まぁ武蔵はバリウケで迎え入れる側なので、攻める(責める)事はないのですけどね!
……あ、やめて!すみません!石を投げないで!
「ありがとう、武蔵。そう言えば帰りに……」
小次郎は武蔵に帰りにあった出来事を話しました。
「やるじゃないか小次郎!確かにこの雪だ。もう売りに行くのは出来ないだろうし、お地蔵様の役に立てたなら、俺の笠も喜んでるだろうぜ!」
「そう言ってくれると助かるぜ、武蔵!」
「なに、プロテイン費用の方は、また明日にでも別の案でも考えようぜ!」
武蔵は良い笑顔で小次郎のした事を褒めて受け入れてくれました。
その夜中…
二人の家の扉を叩く音が聞こえてきました。
「おい、武蔵。気付いているか?」
「あぁ。外に気配があるな。……。…6人…いや、7人いるな…」
武蔵と小次郎は突然の来訪者に対して、落ち着いて外の気配を探っています。
小次郎は頭の中でサッと戦力を分析し、武蔵に提案をします。
「俺が左側の4人引き受ける。武蔵は右側にいる3人を受け持ってくれ」
「わかった。3秒後に出るぞ?」
武蔵も小次郎の言葉に従い、飛び出す準備を始めます。
「よし、3……2……1……行くぞ!」
バンッ!!!と小次郎がドアを開けると、そこに人影はありませんでした。
代わりに、大量のプロテインとササミや大豆等が置いてあります。
「いったいなんなんだ…?」
小次郎は呆然とそのプロテイン等を見ています。
「小次郎!あっちを見ろ。ソリか何かを引きずった跡がある。その先に、笠を被ったヤツが6人と、タンクトップのヤツが1人いる!…もしかして…?」
武蔵はプロテイン等の近くにあったソリの跡を発見し、その先にいる人影を見つけたようです。

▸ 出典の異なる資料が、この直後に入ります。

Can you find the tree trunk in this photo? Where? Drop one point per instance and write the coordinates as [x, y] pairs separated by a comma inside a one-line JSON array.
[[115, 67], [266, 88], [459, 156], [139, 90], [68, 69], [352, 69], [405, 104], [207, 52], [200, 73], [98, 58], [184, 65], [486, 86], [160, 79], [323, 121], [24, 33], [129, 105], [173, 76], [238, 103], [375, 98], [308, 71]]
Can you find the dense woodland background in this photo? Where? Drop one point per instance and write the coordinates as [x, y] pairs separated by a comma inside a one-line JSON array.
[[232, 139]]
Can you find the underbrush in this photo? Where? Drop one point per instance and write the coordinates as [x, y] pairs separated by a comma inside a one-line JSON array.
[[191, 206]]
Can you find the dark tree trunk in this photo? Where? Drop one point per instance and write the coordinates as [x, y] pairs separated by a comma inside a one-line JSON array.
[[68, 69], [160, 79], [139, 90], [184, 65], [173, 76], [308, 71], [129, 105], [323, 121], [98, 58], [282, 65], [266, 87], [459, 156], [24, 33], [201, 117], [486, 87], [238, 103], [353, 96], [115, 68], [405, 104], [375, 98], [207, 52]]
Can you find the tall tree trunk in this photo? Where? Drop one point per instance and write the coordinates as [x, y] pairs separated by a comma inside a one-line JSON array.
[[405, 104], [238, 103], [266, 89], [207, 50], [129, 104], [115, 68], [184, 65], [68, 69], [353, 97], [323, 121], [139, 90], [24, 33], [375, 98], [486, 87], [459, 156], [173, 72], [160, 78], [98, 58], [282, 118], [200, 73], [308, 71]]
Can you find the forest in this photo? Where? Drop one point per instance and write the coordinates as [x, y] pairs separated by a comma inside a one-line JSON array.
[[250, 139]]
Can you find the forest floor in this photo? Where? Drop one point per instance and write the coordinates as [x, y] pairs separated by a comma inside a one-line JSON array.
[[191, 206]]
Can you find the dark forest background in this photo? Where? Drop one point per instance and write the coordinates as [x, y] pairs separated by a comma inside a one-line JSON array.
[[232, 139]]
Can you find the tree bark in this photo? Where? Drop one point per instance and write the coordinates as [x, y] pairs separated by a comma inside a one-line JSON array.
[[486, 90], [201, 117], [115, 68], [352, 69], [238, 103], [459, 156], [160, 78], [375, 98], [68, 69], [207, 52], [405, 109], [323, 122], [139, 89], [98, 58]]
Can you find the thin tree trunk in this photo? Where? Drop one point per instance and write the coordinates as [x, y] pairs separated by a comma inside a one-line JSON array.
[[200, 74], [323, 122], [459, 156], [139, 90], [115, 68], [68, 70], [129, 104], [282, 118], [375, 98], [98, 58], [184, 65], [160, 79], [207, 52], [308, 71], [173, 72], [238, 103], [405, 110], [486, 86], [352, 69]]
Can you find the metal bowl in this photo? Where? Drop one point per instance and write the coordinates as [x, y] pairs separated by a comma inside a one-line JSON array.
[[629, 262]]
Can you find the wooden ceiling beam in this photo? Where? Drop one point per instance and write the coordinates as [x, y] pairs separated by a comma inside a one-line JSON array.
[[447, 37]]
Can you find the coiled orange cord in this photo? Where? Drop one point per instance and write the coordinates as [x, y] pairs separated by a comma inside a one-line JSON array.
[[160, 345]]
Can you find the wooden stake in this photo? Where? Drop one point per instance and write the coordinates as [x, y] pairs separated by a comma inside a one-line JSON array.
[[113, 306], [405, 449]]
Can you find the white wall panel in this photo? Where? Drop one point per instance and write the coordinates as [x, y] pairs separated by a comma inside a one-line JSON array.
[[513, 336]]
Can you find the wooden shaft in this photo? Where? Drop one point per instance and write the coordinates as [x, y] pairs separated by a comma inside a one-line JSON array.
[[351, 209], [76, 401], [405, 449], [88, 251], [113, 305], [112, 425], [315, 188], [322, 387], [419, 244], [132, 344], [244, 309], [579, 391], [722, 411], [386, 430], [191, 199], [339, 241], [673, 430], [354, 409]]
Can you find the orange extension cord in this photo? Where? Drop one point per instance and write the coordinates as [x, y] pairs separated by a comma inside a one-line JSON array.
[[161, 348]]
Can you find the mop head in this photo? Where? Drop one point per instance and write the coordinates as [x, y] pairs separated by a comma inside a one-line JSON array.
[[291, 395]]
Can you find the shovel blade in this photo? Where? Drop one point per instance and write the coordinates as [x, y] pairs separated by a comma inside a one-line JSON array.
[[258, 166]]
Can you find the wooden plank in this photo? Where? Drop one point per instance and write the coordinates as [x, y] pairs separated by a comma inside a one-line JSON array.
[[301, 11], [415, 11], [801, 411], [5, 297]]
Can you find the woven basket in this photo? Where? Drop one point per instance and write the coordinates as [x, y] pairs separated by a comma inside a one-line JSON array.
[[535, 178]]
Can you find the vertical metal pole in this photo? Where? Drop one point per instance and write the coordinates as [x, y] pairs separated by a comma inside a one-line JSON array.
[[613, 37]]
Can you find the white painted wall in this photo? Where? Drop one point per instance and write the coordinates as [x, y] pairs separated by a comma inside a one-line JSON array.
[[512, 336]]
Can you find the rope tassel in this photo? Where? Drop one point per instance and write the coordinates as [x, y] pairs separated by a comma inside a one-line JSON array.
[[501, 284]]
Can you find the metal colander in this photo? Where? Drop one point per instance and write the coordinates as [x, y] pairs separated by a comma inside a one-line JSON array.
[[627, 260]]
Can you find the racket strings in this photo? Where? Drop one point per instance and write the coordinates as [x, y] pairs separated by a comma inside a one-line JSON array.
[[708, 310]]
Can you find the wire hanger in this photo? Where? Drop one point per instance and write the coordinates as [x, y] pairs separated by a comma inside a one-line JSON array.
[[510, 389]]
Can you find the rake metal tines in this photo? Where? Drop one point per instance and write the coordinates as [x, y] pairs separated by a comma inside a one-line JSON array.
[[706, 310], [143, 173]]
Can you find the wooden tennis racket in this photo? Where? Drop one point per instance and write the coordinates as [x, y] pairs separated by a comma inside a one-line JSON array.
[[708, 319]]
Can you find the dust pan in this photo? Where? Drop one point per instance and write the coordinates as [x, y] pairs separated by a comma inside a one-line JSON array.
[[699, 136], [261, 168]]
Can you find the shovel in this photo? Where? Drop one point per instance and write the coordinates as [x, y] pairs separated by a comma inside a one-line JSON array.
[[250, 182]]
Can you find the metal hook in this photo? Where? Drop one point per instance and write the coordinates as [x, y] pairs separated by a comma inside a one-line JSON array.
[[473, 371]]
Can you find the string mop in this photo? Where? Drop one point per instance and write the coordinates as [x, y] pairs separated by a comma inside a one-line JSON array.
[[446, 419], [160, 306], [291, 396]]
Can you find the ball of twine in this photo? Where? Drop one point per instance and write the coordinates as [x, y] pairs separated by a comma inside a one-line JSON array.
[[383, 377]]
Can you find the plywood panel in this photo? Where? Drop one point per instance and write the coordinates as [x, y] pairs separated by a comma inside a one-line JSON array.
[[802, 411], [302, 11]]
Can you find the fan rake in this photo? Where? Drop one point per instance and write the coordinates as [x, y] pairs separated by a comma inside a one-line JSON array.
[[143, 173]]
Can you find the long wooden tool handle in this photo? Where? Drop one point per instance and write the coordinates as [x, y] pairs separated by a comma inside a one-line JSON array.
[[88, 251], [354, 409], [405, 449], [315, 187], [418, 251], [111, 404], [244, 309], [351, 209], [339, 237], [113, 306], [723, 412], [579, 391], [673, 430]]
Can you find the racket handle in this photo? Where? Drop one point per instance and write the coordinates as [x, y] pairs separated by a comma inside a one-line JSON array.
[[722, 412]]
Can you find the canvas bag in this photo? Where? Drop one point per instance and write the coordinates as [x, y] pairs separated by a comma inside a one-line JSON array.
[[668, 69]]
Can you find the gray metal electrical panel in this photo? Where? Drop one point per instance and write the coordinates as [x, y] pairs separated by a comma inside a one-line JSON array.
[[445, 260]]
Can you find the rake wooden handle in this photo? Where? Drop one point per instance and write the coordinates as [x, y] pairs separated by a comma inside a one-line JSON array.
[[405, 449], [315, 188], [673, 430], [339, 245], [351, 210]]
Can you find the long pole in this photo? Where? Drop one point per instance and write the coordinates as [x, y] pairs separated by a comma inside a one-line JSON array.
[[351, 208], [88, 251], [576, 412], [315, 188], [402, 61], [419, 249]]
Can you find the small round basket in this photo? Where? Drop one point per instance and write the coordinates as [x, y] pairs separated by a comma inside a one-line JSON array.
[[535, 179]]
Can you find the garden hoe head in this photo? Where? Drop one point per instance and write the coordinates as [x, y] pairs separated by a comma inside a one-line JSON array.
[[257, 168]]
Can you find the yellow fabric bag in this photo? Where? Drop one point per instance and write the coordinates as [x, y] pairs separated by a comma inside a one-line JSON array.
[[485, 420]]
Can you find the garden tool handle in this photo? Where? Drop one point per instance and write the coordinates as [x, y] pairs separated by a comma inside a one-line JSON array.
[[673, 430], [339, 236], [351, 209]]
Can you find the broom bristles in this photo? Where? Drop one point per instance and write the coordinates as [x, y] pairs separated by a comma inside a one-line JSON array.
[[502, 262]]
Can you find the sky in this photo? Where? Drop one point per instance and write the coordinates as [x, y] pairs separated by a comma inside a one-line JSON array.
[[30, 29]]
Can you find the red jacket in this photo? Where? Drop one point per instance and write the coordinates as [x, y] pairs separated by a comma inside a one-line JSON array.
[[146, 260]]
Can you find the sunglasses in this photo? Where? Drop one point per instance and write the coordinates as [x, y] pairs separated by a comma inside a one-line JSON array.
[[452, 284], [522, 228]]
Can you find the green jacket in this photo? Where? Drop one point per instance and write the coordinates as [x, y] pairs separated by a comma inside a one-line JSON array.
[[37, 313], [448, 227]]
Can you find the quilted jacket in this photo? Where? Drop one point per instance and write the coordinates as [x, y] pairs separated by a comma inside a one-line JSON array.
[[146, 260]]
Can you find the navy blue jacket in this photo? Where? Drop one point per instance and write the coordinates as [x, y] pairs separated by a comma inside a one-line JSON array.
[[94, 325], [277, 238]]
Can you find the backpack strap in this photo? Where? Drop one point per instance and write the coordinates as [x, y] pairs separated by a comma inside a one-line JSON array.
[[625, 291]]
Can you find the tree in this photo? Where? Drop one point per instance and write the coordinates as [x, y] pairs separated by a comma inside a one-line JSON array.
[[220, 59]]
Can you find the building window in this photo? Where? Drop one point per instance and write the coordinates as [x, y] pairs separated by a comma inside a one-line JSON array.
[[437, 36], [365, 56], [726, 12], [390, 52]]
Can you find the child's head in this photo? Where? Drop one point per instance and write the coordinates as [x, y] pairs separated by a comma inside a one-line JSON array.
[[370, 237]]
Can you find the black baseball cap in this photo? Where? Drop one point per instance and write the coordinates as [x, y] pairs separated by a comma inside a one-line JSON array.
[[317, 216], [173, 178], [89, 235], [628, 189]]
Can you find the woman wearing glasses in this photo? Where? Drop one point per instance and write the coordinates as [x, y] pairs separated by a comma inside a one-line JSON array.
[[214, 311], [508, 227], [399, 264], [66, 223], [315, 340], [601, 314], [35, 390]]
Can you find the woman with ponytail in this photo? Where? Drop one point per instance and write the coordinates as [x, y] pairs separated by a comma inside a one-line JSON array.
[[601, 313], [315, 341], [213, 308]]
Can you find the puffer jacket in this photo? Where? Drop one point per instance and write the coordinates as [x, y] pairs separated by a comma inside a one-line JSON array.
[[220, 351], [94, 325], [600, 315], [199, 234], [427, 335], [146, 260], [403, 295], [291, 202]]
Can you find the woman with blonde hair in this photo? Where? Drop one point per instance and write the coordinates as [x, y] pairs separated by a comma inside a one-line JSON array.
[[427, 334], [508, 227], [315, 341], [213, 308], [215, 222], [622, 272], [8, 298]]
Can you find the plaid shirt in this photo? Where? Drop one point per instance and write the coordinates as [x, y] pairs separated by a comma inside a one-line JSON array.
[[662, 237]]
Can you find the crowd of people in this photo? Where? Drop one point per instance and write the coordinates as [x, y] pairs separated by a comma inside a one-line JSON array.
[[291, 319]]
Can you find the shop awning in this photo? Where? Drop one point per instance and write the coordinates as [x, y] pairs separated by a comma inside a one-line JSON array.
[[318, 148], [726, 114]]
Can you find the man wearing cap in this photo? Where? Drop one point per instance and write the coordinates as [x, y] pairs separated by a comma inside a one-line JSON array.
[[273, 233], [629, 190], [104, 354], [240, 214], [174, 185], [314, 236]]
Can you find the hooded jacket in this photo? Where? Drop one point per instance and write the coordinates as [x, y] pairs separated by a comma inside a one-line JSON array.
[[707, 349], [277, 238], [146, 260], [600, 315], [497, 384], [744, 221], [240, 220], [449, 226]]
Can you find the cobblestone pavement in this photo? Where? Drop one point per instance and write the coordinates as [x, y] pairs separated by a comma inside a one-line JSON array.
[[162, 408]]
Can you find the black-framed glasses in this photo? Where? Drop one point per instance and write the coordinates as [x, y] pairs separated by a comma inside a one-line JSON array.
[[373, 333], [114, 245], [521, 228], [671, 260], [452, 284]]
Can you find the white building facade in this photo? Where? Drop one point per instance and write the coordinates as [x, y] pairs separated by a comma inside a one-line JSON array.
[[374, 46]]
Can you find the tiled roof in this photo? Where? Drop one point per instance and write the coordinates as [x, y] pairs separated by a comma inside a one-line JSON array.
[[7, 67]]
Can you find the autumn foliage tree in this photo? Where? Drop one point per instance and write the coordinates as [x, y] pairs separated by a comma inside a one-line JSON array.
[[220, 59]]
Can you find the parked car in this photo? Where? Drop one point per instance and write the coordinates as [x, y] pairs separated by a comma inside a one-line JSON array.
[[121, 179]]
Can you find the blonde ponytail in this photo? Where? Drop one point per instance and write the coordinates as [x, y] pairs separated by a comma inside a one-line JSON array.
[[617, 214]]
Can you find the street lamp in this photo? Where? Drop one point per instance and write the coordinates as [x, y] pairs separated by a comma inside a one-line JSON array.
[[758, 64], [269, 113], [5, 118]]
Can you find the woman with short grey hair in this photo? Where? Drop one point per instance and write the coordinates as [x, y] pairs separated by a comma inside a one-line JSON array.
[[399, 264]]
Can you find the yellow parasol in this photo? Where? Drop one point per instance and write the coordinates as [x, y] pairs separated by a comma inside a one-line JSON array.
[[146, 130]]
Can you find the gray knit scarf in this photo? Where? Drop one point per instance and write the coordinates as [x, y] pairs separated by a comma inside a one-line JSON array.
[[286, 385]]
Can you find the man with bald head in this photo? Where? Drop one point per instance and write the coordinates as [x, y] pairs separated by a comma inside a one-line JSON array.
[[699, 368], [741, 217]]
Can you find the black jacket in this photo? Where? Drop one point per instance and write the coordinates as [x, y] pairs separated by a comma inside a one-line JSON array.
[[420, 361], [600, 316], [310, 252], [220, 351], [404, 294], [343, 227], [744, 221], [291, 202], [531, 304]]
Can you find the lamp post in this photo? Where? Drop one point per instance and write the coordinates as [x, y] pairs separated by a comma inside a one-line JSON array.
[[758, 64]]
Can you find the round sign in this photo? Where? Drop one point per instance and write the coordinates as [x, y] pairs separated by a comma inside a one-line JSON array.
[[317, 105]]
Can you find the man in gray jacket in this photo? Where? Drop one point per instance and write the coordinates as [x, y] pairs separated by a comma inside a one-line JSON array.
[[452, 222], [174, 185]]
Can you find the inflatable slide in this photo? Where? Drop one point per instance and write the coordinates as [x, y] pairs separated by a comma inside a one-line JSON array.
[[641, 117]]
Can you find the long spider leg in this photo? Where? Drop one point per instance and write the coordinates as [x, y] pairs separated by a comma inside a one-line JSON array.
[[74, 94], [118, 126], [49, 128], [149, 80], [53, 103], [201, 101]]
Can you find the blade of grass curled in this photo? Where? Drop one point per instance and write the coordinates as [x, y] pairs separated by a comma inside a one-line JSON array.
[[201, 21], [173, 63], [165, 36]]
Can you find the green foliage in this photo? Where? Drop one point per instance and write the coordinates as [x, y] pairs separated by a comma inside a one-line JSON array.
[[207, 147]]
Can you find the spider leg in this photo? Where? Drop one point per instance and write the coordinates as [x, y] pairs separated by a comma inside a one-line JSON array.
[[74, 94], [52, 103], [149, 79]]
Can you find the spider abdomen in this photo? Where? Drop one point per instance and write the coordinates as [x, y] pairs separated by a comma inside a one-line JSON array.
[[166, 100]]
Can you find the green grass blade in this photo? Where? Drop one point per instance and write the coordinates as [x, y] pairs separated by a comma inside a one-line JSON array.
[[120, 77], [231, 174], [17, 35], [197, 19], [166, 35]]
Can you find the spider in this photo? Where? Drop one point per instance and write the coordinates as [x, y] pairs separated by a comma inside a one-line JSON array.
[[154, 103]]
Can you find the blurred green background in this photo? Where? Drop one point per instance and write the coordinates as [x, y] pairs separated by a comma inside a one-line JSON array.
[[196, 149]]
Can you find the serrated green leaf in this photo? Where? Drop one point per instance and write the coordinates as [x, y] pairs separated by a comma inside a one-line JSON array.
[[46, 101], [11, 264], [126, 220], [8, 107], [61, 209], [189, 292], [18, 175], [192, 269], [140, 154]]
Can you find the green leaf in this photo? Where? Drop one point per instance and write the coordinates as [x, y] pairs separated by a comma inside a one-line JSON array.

「あぁ、俺にも見えたぜ。ありゃ俺のタンクトップだ…」
小次郎は少し呆けた顔をして、武蔵が指し示した先にいる人影を見ていました。
「どう言う事だ?確か小次郎のタンクトップはお地蔵様に…」
武蔵は不思議だと思っている表情で小次郎に問いかけます。
「そうだ。確かに俺はお地蔵様にタンクトップを着せた。だからきっとこのプロテインは…」
「…お礼……って事か?」
「かもな…」
そう言って二人は見つめ合い、どちらからともなく、ふふっと笑い出しました。